Diciotto le opere in concorso, molte delle quali concentrate su tematiche sociali e politiche. Un programma che non fa esattamente scintille, ma che comunque propone dei titoli che, per un motivo o per l’altro, possono risultare interessanti.

A tal proposito, uno delle pellicole in concorso più apprezzate da critica e pubblico è stata sicuramente The Party di Sally Potter, con Patricia Clarkson (foto in alto), una black comedy molto divertente, di breve durata (solo un’ora e dieci di ironia tagliente e situazioni al limite dell’assurdo) che racconta di Janet, un’esponente di spicco del partito Laburista inglese che insieme al marito Bill, docente universitario e scrittore, organizza una cena a casa propria per festeggiare con amici e collaboratori la sua nomina a ministro della Salute. La serata viene scossa da rivelazioni scioccanti che danno origine a furiosi litigi. Il racconto risulta decisamente scorrevole, grazie soprattutto ai piacevoli dialoghi e alla cura delle scelte della regia, in primis quella del bianco e nero.

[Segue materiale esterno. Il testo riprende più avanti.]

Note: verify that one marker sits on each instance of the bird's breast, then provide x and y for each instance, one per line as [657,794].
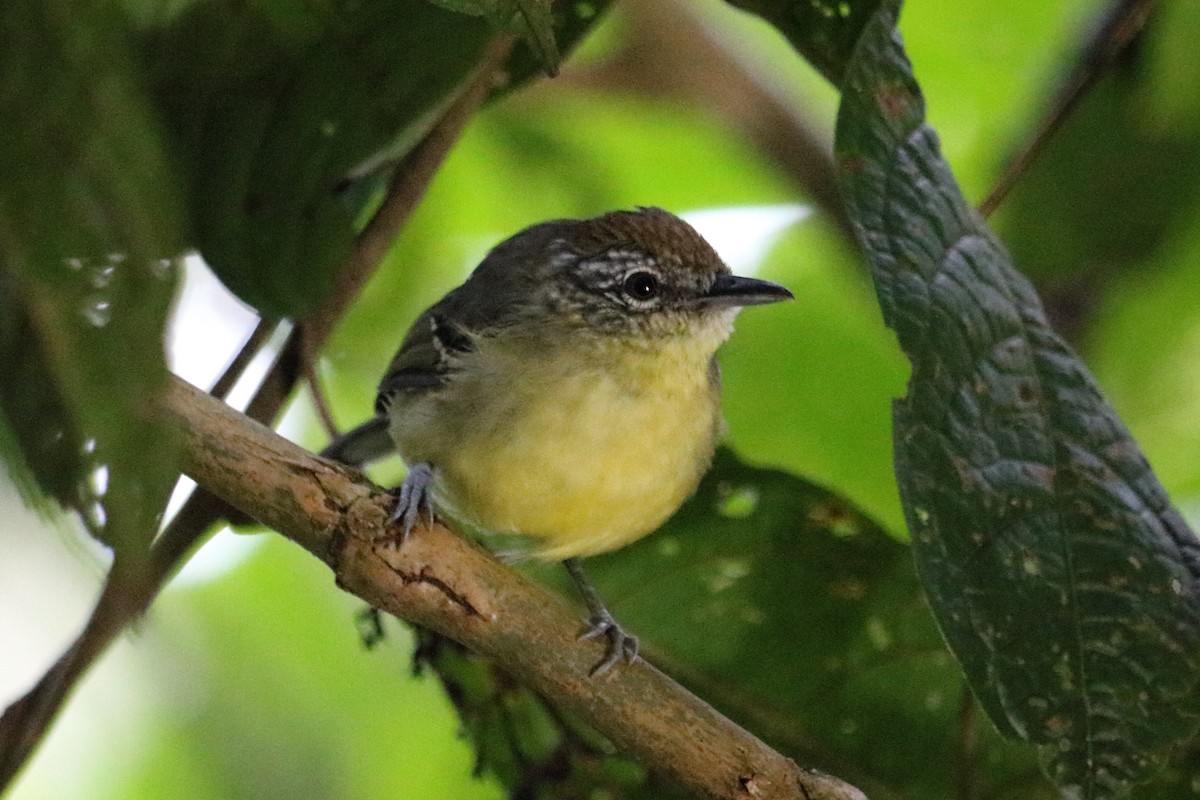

Una piccola perla, realizzata con una tecnica fantastica e soprattutto messa in scena magistralmente da un cast di attori superlativo, tutti meritevoli di premi.

Molto atteso, ma per tanti aspetti deludente è stato The Dinner, l’ultima fatica di Oren Moverman. Due famiglie imparentate si confrontano durante una cena perché i loro figli hanno dato fuoco ad un barbone, nessuno lo ha ancora saputo e devono decidere cosa fare. C’è chi vuole uscire allo scoperto e chi vuole insabbiare tutto.
Un film molto lungo che entra nel vivo decisamente troppo tardi. Moverman non ha i tempi giusti: parte lentamente per poi affannarsi nel finale, e non basta la presenza di attori del calibro di Richard Gere e Laura Linney per dare l’impronta giusta ad una storia poco originale e già raccontata diverse volte in passato.

Decisamente altro tipo di accoglienza per The Other Side of Hope del regista finlandese Aki Kaurismäki, che ha ricevuto lunghi applausi al termine della proiezione stampa e si attesta tra i favoriti alla vittoria dell’Orso d’oro.
A oltre cinque anni dal precedente Miracolo a Le Havre, il nuovo lavoro di Kaurismäki torna a trattare il problema dell’immigrazione illegale: al centro della trama ci sono due storie che convergono, quella di un profugo siriano che chiede asilo politico in Finlandia e quella di un finlandese deciso a cambiare vita e aprire un ristorante. Girato in 35 millimetri, è un’opera di denuncia sociale molto umana ed essenziale, che riesce a raccontare con estrema leggerezza, tra ironia e dramma, uno spaccato importante della nostra società.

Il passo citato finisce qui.